By Adrienne Kirby, Gaines Town Historian
The above photograph of an unidentified boy, most likely taken in Gaines, comes from a small photo album that belonged to Virginia Lattin Morrison.
The second image is a photo of Virginia found in that same album. She was a longtime resident of Gaines.
Coincidentally, Virginia was born on July 4, 1906. In 1919, she turned 13. To celebrate her birthday that year, Virginia could have gone to the recently opened ice cream parlor above Mr. Spaulding’s grocery in the rebuilt White’s Hall.
White’s Hall, located on the southwest corner of 104 and 279, was a social hub. Prior to a devastating fire in 1910, it housed a grocery store, post office, grange hall and was the headquarters for town meetings, among other social activities.

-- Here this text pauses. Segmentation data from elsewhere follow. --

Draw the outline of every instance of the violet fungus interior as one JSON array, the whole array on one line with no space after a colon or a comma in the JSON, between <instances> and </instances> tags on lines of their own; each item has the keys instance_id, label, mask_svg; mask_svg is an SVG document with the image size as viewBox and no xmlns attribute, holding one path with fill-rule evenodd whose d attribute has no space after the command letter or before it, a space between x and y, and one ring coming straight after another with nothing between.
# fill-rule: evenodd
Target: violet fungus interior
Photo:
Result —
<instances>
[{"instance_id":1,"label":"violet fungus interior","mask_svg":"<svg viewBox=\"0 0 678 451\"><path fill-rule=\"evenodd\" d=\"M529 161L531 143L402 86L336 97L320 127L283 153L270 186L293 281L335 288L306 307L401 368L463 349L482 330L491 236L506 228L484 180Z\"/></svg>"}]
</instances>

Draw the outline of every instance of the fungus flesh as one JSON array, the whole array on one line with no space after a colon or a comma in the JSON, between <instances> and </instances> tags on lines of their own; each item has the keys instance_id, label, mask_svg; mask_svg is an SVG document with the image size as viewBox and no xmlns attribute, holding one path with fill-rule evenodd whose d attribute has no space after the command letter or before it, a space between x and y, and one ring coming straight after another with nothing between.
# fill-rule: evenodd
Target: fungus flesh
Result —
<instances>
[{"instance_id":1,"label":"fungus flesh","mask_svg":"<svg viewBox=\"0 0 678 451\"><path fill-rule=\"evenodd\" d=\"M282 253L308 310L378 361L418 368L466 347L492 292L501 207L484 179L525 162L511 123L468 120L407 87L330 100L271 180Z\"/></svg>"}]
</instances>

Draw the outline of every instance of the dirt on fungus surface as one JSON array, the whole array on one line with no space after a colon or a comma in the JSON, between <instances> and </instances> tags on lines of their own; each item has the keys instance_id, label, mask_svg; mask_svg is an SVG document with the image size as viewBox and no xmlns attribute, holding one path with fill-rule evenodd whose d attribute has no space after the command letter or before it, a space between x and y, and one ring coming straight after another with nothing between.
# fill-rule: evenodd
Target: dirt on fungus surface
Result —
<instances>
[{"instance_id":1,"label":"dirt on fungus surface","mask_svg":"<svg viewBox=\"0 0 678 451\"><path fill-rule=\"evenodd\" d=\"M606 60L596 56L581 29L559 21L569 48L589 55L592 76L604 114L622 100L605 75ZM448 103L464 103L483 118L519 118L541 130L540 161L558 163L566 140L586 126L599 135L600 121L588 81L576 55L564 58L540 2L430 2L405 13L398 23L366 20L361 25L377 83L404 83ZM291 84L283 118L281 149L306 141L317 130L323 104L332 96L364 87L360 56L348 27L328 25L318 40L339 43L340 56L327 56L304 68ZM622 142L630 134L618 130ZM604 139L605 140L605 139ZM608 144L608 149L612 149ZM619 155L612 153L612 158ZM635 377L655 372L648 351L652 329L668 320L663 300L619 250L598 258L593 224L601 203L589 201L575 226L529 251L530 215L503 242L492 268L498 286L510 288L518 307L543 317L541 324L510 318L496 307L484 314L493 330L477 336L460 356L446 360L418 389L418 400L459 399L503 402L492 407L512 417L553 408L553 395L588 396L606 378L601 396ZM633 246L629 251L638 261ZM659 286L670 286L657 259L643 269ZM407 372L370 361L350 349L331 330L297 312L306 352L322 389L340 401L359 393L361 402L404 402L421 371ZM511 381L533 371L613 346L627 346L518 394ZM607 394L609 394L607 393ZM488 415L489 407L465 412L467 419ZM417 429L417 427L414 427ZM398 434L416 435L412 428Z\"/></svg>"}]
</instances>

She would have been too young to attend the box party that evening with the Swarts Orchestra at the Grange Hall, which had moved across the street in 1915 to what used to be Thurber’s Hotel. Admission to attend the party was $1.00, plus 10 cents war tax.
A box party was essentially a dating game. Women would make a meal for two and put it in a cardboard box they had decorated. Then men would bid on boxes, not knowing what was inside or who the creator was with whom they would share the meal.
Dances and social events like this were common fund raisers for the Grange.